Saat klien diregresi dan mengalami revivifikasi ternyata gambaran yang muncul di pikiran belum tentu jelas. Yang umum terjadi, klien mengalami kejadian, melihat apa yang sedang terjadi namun agak samar. Ini hal yang wajar dan tidak penting. Yang penting adalah perasaan atau emosi yang dirasakan saat mengalami kejadian, karena protokol hipnoterapi klinis AWGI fokus pada upaya menetralisir emosi yang lekat pada memori.

Revivifikasi membutuhkan klien bisa menjelaskan, berdasar “penglihatan”-nya, apa yang sedang ia alami. Namun hal ini tidak selalu berlaku saat menggunakan teknik EP. Saat terapis mengakses EP tertentu untuk menyelesaikan masalah klien, EP menjadi aktif dan bisa langsung berkomunikasi, memberi informasi yang diminta oleh terapis, tanpa harus revivifikasi. “Jalur” aktivasi dan penggalian informasi yang digunakan oleh EP berbeda dengan regresi. Walau sejatinya, saat klien mengalami regresi dan memberi informasi yang diminta oleh terapis, yang berkomunikasi dengan terapis adalah juga EP.

Hal menarik lain, dan ini sudah dijelaskan detil kepada para peserta sebelum mereka berlatih praktik, pikiran bawah sadar memiliki kecerdasan dan cara berpikir yang terpisah dari pikiran sadar. Saat klien dalam kondisi deep trance, pikiran sadar menjadi sangat rileks, malas berpikir, dan saat itu pikiran bawah sadar mengambil alih kendali diri. Gerakan pikiran bawah sadar sangat dipengaruhi dan ditentukan oleh input yang diberikan padanya, dalam hal ini adalah ucapan atau sugesti dari terapis.
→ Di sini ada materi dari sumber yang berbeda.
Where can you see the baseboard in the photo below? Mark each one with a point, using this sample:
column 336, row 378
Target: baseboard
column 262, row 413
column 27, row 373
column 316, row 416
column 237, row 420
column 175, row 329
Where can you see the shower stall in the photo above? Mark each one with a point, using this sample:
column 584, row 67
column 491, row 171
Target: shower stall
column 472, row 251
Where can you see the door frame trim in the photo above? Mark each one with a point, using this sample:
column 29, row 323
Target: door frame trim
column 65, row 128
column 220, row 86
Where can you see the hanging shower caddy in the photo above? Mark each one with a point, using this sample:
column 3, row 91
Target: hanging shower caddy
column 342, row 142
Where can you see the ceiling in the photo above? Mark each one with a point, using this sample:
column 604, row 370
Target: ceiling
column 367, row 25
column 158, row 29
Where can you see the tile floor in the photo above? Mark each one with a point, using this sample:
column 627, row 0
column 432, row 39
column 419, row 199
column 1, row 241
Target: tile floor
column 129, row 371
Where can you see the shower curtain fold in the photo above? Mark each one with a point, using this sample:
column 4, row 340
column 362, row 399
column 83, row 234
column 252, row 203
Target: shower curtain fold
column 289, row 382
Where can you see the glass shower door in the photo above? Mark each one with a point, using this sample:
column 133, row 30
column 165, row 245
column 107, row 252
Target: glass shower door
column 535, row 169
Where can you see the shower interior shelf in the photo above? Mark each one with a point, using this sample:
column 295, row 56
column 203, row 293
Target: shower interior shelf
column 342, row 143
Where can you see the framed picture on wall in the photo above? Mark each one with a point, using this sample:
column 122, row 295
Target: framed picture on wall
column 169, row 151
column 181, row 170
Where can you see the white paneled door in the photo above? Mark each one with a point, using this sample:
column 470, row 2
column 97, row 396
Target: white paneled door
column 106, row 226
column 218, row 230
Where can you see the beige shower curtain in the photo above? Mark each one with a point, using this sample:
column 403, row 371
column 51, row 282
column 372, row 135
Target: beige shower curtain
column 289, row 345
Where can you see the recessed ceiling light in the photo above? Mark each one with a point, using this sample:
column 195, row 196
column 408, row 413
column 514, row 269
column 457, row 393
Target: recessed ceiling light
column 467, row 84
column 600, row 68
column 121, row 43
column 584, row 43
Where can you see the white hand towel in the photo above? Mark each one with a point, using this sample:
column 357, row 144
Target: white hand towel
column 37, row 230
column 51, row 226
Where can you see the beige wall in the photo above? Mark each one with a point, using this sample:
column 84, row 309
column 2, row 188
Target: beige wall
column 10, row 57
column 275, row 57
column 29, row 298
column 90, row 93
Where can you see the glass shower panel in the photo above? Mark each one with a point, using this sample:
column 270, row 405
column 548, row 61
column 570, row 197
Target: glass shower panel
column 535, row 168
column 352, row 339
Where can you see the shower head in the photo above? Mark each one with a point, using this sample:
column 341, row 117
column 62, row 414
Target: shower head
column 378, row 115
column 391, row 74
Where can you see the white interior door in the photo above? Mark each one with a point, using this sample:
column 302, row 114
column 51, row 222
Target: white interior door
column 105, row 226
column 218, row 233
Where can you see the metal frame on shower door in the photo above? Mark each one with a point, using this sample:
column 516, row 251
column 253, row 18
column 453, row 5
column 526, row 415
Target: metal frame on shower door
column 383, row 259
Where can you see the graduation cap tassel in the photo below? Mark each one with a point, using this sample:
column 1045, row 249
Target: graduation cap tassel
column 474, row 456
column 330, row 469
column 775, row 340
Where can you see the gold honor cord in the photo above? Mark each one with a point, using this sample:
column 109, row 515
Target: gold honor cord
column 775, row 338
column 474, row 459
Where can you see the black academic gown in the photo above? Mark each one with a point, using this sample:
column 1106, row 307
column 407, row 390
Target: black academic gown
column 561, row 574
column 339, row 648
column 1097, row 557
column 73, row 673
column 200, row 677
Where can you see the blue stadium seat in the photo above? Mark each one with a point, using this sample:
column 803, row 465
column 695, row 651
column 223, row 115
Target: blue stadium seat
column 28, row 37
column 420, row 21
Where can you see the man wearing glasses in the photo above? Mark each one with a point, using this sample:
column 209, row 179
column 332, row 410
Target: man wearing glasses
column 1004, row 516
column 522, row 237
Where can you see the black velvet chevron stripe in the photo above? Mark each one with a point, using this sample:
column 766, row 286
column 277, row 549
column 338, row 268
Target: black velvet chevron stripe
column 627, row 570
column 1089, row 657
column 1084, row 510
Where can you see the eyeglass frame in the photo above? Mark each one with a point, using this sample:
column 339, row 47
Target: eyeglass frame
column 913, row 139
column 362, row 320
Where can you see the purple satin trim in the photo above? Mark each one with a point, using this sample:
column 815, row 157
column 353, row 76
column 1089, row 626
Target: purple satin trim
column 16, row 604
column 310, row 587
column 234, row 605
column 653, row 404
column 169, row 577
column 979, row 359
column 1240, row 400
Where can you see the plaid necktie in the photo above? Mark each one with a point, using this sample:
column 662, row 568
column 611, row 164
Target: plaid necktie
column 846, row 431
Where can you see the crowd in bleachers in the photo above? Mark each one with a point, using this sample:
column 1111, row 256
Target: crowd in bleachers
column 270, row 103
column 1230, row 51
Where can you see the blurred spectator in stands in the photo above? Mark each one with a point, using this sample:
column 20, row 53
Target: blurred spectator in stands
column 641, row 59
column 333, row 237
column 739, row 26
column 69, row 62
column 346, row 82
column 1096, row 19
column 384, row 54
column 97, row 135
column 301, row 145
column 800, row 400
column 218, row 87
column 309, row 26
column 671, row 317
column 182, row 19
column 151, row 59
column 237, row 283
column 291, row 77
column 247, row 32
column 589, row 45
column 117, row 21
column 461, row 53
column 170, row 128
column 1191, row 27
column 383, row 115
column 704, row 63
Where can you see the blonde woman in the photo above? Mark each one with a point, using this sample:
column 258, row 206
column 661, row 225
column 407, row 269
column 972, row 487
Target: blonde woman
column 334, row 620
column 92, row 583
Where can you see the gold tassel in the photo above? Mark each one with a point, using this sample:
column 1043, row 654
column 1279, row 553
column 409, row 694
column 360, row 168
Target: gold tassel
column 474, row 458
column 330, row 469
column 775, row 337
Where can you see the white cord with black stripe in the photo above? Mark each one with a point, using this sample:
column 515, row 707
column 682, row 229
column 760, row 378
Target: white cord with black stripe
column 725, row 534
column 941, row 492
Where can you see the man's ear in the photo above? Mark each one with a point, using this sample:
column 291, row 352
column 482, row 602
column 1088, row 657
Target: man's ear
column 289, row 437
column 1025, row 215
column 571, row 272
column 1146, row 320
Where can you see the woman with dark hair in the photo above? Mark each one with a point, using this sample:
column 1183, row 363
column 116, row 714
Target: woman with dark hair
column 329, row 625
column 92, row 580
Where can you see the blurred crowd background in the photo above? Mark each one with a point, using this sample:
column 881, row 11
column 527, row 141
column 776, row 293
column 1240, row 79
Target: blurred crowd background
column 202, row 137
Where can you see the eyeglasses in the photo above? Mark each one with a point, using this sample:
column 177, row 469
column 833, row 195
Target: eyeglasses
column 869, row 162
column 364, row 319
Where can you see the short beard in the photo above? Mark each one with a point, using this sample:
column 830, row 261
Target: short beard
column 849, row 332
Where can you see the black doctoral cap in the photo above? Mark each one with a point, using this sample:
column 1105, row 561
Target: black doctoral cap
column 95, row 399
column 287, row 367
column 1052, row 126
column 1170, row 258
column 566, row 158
Lebih spesifik lagi, semantik yang digunakan oleh terapis.

Pilihan semantik yang kurang tepat, disadari atau tidak, membuat pikiran bawah sadar bergerak tidak seperti yang diharapkan. Contoh semantik yang kurang tepat adalah penggunakan kata “itu”, “di situ”, “waktu itu”, “di sana”, “saat itu”, “ingat-ingat”, atau “bayangkan” secara tidak disadari menggeser posisi revivifikasi (asosiasi) menjadi hipermnesia (disosiasi). Contoh lainnya adalah saat klien, sebut saja sebagai Ibu Ani, telah teregresi ke usia lima tahun, misalnya, dan pada saat itu terapis tetap menyebut klien sebagai Ibu Ani. Salah sebut ini berakibat klien mengalami progresi, dari titik mendarat regresi, di masa kecil, kembali ke masa sekarang di ruang terapi. Itu sebabnya saat terapis bertanya pada klien apa yang terjadi, apa yang ia rasakan, klien tidak bisa memberi jawaban atau hanya berkata tidak merasakan apapun.  

Melalui praktik beberapa kali, di bawah supervisi ketat para asisten, peserta SECH belajar dari kesalahan kecil berdampak besar, yang mereka lakukan tanpa disadari, memetik hikmah, memperbaiki dan meningkatkan kemampuan dan siap untuk menjadi hipnoterapis cakap dan andal.